The N-terminal and the C-terminal halves of the FZP coding region excluding the ERF domain were amplified by PCR using three sets of primers as follows: 5′-GTCATGAACACTCGAGGC-3′ and 5′-CTCCCTGGCTCCTGCGC-3′, 5′-CACATTGGCTCGTACGGTC-3′ and 5′-GAGAAGAGGAAGTCGTGG-3′, 5′-CCACGACTTCCTCTTCTCCG-3′and 5′-CCGGCGACCATCTGC-3′. PCR products were cloned into p-GEM-T vectors (Promega Corporation, Madison, USA), linearized and used as templates for making digoxigenin-labeled sense and anti-sense RNA probes. The three probes were used simultaneously for hybridization. Tissue fixation and in situ hybridization procedures were performed as described previously(Kyozuka et al., 2000), except that sections were washed in SSC solution and two washes of 20 minutes were performed after RNase treatment.

The development of rice inflorescences is schematized in Fig. 1 (see also Hoshikawa, 1989; Takeoka et al., 1992; Takeoka et al., 1993). In wild-type plants of rice, the shoot apical meristem (SAM) initiates leaf primordia alternately with a divergence angle of 180°(Fig. 1A). In the transition to reproductive development, the SAM acquires inflorescence meristem (IM)identity and primary branch meristems (PBMs) initiate in a spiral phyllotaxy(Fig. 1B). The phyllotaxy changes one more time and lateral spikelet meristems (SMs) and secondary branch meristems (SBMs) are initiated alternately from the primary branches forming two rows (Fig. 1C). Rudimentary glumes, empty glumes, lemma and palea primordia are also initiated in the SM in an alternate phyllotaxy (Fig. 1D,E). The IM degenerates after the production of the primary branch primordia, whereas the PBMs and SBMs are converted to terminal spikelets (Fig. 1F).
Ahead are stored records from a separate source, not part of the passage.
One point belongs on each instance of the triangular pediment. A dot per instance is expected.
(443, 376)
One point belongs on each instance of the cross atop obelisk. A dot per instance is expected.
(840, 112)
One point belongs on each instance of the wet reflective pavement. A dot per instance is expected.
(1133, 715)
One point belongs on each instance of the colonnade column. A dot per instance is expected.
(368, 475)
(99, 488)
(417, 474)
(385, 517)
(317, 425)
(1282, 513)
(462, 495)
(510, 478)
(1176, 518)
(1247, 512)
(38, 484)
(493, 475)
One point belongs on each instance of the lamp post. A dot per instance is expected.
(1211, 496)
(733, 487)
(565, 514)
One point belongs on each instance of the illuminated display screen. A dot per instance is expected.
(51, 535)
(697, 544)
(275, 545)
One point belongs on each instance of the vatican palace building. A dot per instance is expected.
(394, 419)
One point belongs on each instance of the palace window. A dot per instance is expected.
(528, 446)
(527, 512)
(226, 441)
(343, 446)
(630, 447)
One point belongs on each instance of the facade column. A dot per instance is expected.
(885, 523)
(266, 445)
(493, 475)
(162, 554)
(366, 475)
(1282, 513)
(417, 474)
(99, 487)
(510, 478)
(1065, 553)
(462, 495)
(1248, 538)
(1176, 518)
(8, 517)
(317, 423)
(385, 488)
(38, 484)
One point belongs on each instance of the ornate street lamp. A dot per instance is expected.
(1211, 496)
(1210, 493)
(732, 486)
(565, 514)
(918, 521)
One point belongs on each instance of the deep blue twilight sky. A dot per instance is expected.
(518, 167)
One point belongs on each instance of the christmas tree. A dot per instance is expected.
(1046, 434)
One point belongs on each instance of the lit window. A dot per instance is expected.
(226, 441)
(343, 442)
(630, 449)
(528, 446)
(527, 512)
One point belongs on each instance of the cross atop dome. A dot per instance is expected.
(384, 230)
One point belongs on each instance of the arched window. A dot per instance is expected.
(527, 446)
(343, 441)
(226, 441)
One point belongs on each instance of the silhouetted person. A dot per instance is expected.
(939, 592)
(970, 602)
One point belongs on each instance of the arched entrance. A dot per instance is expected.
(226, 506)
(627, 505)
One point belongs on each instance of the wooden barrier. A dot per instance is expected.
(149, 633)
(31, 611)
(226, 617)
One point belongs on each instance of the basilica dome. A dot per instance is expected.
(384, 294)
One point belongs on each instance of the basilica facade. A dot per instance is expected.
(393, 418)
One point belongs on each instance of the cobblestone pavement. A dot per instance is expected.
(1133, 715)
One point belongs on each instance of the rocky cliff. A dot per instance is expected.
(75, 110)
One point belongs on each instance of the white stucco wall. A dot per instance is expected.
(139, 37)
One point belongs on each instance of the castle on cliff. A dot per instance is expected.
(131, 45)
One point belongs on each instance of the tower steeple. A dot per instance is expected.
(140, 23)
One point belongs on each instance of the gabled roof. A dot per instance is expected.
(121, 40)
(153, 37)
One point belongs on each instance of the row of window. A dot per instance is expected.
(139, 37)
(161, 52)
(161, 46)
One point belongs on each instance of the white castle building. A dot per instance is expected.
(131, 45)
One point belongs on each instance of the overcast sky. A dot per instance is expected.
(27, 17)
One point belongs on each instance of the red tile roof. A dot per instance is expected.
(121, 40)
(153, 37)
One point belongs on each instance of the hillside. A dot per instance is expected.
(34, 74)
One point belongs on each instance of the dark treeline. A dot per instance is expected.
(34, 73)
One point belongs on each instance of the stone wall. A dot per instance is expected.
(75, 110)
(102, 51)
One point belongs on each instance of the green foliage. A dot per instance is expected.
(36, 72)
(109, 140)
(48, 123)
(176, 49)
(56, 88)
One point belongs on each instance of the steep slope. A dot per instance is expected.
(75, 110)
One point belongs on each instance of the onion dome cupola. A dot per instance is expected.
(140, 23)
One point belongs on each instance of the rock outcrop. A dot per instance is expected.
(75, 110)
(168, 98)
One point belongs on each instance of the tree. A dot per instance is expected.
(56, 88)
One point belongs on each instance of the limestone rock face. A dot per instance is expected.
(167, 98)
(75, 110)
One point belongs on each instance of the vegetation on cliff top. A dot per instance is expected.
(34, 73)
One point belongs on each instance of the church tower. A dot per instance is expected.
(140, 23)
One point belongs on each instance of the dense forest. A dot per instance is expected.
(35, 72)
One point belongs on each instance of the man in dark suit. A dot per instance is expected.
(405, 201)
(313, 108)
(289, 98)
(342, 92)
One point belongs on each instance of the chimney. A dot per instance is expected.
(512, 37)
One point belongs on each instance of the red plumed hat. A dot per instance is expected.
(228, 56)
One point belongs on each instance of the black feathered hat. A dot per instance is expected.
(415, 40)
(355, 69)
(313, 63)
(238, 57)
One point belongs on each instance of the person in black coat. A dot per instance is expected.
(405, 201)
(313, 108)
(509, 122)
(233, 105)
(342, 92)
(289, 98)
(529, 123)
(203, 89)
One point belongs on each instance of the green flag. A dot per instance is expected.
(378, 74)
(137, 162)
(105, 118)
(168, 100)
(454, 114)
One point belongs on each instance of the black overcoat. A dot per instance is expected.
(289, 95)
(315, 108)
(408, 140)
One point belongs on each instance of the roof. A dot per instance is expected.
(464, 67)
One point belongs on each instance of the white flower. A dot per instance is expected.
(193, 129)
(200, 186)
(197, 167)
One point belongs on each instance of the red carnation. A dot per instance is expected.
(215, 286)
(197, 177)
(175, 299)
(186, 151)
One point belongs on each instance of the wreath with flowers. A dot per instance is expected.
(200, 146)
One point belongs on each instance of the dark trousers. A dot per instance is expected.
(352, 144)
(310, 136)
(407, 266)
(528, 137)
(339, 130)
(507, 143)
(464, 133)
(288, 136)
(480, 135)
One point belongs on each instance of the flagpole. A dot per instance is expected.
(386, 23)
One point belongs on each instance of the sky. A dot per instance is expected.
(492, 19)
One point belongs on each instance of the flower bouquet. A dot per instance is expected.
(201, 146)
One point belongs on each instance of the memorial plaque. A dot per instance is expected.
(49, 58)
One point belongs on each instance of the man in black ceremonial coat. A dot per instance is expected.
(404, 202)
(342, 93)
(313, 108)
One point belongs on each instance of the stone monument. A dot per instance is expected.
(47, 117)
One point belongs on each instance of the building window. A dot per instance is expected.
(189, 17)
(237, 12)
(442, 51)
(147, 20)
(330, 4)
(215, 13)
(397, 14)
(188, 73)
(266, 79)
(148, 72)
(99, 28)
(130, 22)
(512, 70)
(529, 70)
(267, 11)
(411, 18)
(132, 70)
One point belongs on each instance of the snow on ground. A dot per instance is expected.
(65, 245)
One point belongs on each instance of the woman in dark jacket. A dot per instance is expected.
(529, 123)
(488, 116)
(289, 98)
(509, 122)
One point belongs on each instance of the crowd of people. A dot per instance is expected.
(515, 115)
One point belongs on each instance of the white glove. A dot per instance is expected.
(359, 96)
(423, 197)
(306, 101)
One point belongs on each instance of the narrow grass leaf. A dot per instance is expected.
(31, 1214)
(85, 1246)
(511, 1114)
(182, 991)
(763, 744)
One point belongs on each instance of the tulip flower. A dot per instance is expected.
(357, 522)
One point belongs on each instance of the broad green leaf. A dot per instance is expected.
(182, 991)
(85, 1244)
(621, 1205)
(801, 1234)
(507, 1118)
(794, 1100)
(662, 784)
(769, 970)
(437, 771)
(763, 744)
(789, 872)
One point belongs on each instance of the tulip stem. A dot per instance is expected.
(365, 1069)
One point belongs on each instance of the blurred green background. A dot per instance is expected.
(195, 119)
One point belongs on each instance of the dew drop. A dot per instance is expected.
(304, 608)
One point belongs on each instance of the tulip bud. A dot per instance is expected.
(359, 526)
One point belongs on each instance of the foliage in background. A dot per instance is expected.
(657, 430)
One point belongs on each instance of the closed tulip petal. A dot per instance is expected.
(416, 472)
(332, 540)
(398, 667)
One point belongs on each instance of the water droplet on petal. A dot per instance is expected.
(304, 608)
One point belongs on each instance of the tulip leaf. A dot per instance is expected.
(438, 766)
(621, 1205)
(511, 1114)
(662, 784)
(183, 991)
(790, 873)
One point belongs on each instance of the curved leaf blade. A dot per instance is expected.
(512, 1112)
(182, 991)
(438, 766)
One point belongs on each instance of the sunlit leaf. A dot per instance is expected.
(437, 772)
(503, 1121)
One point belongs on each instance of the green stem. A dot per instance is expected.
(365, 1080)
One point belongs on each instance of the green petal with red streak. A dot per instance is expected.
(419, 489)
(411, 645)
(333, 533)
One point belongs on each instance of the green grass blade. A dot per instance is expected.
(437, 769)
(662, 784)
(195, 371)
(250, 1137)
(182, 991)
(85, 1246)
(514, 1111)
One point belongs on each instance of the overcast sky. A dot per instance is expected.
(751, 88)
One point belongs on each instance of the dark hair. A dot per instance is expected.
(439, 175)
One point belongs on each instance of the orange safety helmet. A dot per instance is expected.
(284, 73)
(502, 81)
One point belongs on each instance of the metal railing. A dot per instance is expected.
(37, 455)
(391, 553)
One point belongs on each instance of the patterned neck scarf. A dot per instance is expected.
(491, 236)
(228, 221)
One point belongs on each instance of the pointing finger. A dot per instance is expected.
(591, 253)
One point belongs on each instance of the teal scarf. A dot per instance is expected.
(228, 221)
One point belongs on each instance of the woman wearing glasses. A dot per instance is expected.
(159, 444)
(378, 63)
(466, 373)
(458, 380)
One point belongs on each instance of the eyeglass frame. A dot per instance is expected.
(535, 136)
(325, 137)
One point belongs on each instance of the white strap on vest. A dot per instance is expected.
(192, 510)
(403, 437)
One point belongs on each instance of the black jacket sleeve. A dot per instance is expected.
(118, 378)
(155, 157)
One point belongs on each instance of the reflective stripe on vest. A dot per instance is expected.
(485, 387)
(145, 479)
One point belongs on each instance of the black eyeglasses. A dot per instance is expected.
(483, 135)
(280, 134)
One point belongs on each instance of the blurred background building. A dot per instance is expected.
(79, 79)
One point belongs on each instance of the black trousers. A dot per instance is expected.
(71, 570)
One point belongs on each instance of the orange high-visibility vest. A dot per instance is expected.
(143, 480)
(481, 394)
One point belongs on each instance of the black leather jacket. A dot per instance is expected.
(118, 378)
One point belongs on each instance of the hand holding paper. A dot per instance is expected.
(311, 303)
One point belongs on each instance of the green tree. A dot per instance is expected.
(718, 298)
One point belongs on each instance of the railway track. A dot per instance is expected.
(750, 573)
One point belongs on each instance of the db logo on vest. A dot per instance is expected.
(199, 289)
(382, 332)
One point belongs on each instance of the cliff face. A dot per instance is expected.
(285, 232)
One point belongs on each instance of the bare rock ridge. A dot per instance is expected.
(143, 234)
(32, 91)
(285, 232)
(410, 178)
PBMs, SBMs and SMs are initiated as axillary meristems in the axils of bract primordia,but as they do not develop further only bracts are visible in the mature inflorescence (arrow in Fig. 2D). The mature wild-type inflorescence is composed of a main axis, primary branches, short secondary branches and terminal and lateral spikelets (Fig. 1F, Fig. 2A-D).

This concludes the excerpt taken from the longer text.